LNH may well be pretty widely misunderstood, but Abd's view that it is not desirable at all conflicts with my experience of the
reaction of ordinary electors. When preferential voting systems are first introduced to them, it is a common reaction for them to
say "I'll vote only for my first preference because any later preference would count against my most preferred candidate". It is
only when it is explained to them that under the counting rules that will actually be used, a second or later preference can never
harm their first preference, that they begin to see the merit in marking all the preferences they really have. So Later-No-Harm
does seem to be important to ordinary electors, at least here in the UK.
There are two very different situations in which to consider Abd's assertion that purpose of public elections should be to simulate
a process of compromise.
Taking the general first, where an assembly of some kind is being elected (e.g. city council, state legislature, House of
Representative, Federal Senate), the fundamental requirement in a representative democracy is for such an assembly to be
representative of all significant viewpoints among those who vote (as expressed by their votes for the candidates who offer
themselves for election).

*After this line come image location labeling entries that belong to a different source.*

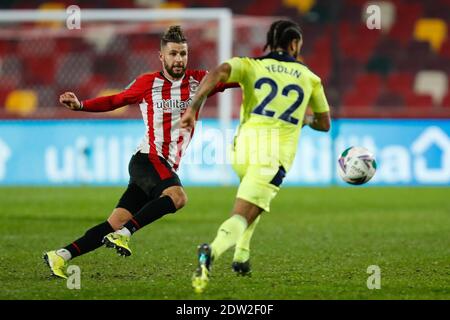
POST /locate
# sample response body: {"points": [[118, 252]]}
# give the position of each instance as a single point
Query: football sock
{"points": [[91, 240], [150, 212], [242, 251], [228, 234]]}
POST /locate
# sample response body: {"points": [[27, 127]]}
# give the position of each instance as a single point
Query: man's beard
{"points": [[172, 73]]}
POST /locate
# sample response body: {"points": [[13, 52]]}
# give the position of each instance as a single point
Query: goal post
{"points": [[189, 17]]}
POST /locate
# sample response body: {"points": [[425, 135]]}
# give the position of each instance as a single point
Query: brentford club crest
{"points": [[193, 84]]}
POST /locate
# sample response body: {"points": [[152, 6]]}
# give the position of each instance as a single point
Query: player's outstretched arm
{"points": [[208, 84]]}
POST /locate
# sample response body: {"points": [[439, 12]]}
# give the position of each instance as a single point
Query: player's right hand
{"points": [[70, 100]]}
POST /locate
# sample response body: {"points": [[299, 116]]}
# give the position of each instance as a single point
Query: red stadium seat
{"points": [[419, 101], [400, 83], [446, 101], [358, 99], [390, 99]]}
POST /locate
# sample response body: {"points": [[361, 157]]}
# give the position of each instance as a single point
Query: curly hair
{"points": [[281, 33], [173, 34]]}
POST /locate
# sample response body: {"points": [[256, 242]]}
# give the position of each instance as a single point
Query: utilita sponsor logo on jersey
{"points": [[167, 105]]}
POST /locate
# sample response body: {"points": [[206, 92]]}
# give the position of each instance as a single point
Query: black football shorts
{"points": [[149, 177]]}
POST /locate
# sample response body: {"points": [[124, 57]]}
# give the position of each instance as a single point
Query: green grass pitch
{"points": [[317, 243]]}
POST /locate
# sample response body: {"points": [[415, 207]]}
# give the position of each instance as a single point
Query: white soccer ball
{"points": [[356, 165]]}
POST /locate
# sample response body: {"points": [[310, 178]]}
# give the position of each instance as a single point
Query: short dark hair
{"points": [[281, 33], [173, 34]]}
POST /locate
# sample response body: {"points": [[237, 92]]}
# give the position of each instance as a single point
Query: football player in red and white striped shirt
{"points": [[154, 188]]}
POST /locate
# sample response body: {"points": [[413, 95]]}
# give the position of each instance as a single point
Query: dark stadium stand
{"points": [[399, 71]]}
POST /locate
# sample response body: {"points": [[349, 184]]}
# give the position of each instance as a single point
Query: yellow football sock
{"points": [[242, 251], [228, 234]]}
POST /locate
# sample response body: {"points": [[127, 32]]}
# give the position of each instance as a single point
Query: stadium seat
{"points": [[445, 49], [21, 102], [419, 101], [401, 83], [433, 83], [302, 6], [356, 99], [74, 69], [51, 6], [379, 64], [432, 30], [390, 99]]}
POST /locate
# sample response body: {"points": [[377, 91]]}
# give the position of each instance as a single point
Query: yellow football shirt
{"points": [[276, 92]]}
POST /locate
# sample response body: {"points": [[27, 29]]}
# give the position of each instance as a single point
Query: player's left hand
{"points": [[188, 119]]}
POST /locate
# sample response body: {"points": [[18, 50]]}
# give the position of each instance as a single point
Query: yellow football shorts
{"points": [[259, 170]]}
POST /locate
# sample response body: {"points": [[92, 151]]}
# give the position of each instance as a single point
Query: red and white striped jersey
{"points": [[162, 103]]}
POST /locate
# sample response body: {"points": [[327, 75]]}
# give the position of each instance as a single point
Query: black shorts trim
{"points": [[146, 181]]}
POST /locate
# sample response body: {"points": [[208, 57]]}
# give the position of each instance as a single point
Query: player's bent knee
{"points": [[119, 217], [179, 199]]}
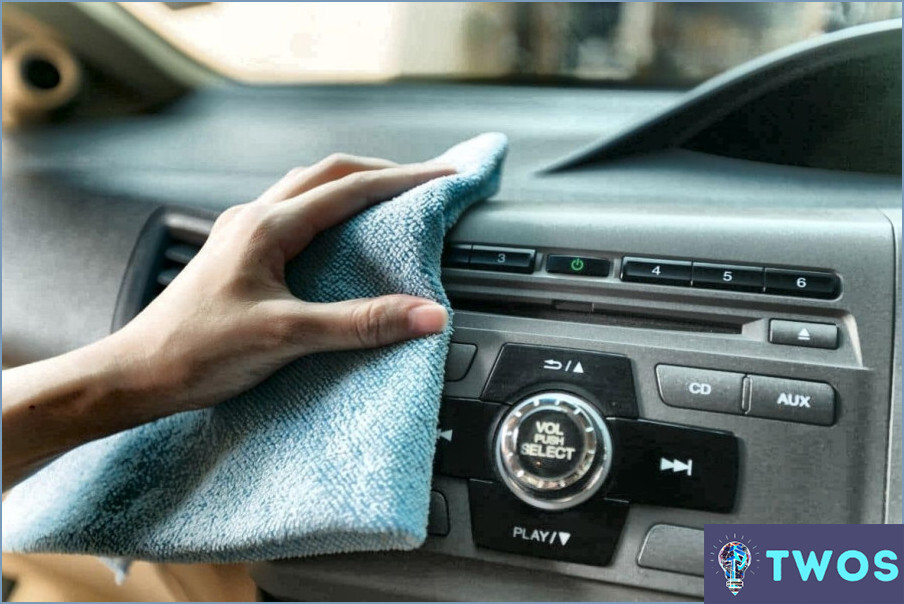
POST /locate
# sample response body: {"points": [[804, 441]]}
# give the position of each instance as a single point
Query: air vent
{"points": [[176, 255], [168, 242]]}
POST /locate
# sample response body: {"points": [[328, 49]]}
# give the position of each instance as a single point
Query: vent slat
{"points": [[181, 252], [166, 276]]}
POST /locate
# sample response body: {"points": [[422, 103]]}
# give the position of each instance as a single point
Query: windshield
{"points": [[644, 44]]}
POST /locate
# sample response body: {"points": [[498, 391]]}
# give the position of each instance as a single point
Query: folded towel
{"points": [[331, 454]]}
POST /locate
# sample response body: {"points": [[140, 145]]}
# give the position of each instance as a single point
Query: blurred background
{"points": [[99, 59], [655, 43]]}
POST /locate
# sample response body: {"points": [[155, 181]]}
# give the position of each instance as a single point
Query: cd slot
{"points": [[574, 313]]}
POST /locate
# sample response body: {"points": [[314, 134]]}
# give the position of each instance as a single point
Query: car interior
{"points": [[695, 253]]}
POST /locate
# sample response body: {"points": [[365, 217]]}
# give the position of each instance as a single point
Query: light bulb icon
{"points": [[734, 558]]}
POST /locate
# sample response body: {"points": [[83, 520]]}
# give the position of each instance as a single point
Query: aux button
{"points": [[553, 450]]}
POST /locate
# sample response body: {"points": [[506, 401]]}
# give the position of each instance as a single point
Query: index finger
{"points": [[301, 218]]}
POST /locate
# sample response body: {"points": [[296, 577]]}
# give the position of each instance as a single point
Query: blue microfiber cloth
{"points": [[331, 454]]}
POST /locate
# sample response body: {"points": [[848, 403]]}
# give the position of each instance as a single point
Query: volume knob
{"points": [[553, 450]]}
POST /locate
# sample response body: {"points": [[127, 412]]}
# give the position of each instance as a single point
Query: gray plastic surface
{"points": [[673, 548]]}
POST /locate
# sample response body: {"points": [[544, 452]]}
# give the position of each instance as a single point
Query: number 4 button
{"points": [[663, 272]]}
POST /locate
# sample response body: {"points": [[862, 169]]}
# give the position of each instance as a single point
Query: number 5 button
{"points": [[723, 276], [663, 272]]}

So the purpose of such an election should be to reflect that diversity. It should not be the purpose of
the election to manufacture some consensus in the determination of the candidates who are to be elected.

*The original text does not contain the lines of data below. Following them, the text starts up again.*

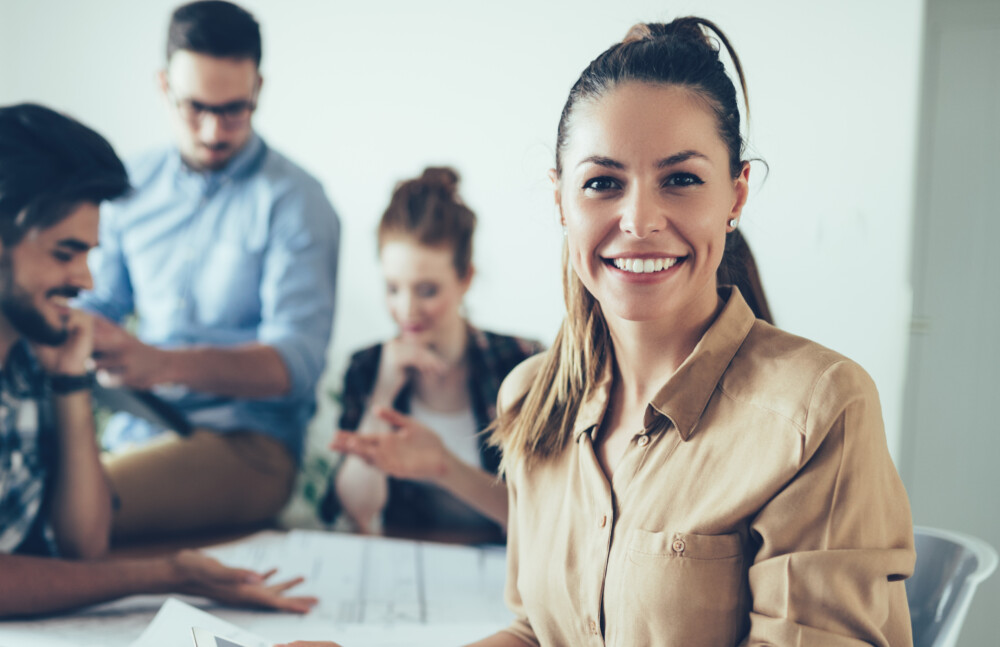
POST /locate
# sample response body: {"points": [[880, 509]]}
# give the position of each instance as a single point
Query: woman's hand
{"points": [[201, 575], [411, 451], [400, 358]]}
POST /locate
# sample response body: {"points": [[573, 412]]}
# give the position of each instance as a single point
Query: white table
{"points": [[373, 593]]}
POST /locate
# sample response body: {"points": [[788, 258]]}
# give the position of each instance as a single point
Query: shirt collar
{"points": [[243, 163], [684, 396]]}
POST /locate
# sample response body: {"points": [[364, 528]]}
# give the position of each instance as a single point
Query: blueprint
{"points": [[373, 592]]}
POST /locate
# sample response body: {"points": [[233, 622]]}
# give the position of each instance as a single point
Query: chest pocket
{"points": [[682, 588]]}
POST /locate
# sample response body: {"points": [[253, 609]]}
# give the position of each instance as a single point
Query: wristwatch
{"points": [[61, 384]]}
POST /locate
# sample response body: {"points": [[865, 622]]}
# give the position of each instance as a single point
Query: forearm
{"points": [[500, 639], [481, 490], [37, 585], [250, 371], [81, 499]]}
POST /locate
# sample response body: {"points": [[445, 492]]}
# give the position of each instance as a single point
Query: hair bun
{"points": [[689, 28], [443, 177]]}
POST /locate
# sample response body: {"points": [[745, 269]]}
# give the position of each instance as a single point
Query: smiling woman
{"points": [[681, 472], [699, 476]]}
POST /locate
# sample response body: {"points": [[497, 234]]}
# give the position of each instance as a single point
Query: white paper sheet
{"points": [[172, 628], [373, 593]]}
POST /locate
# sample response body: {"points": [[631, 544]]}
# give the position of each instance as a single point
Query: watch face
{"points": [[222, 642]]}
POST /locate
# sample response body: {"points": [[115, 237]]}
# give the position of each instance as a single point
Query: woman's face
{"points": [[423, 291], [646, 198]]}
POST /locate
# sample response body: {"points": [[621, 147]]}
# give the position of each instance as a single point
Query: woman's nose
{"points": [[641, 214]]}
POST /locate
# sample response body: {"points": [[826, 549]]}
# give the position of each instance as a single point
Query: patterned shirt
{"points": [[26, 454], [490, 357]]}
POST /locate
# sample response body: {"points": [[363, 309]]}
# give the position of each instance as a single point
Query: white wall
{"points": [[364, 94]]}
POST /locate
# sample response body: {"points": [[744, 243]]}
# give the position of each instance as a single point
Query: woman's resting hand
{"points": [[204, 576], [411, 451]]}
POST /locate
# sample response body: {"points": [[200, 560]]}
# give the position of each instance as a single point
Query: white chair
{"points": [[950, 565]]}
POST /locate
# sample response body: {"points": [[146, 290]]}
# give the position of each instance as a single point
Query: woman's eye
{"points": [[426, 291], [601, 184], [683, 179]]}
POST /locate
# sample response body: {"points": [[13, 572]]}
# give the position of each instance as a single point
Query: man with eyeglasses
{"points": [[227, 252], [55, 503]]}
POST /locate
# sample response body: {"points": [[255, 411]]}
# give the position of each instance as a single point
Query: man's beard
{"points": [[17, 308]]}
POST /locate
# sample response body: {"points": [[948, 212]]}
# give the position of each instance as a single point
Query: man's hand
{"points": [[201, 575], [125, 360], [411, 451], [72, 357]]}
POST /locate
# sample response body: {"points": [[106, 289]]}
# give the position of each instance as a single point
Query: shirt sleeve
{"points": [[297, 285], [836, 542], [521, 627], [112, 295]]}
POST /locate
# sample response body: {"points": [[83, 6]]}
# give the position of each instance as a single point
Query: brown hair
{"points": [[680, 53], [429, 210]]}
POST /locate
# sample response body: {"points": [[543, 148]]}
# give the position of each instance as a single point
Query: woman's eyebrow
{"points": [[677, 158], [600, 160]]}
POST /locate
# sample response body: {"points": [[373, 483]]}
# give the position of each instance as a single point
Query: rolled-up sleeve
{"points": [[520, 627], [298, 283], [836, 542]]}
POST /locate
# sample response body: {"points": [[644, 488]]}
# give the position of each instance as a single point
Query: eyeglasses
{"points": [[231, 116]]}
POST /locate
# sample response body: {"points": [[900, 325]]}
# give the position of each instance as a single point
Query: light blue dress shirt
{"points": [[242, 254]]}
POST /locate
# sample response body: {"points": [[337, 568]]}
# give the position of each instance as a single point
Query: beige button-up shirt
{"points": [[758, 505]]}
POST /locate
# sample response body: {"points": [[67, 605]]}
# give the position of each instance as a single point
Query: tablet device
{"points": [[143, 404], [205, 638]]}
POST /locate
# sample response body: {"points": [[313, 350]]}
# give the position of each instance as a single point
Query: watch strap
{"points": [[61, 384]]}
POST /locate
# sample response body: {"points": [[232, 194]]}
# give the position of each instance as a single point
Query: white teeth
{"points": [[644, 265]]}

Reflecting the diversity of voters' views is, of course, impossible when a single winner is required in a single-office election
(e.g. city mayor, state governor). In this situation there MAY be a case for suggesting that one of the purposes of the public
election should be to simulate compromise. However, even then, most of our voters would expect the winner to be the candidate who
has a majority of the first preferences even if some other candidate had greater overall "compromise" support, i.e. they would
expect LNH to apply and operate. When there is no majority winner they may well be prepared to take a compromising view, but there
are some very real difficulties in putting that into effect for public elections.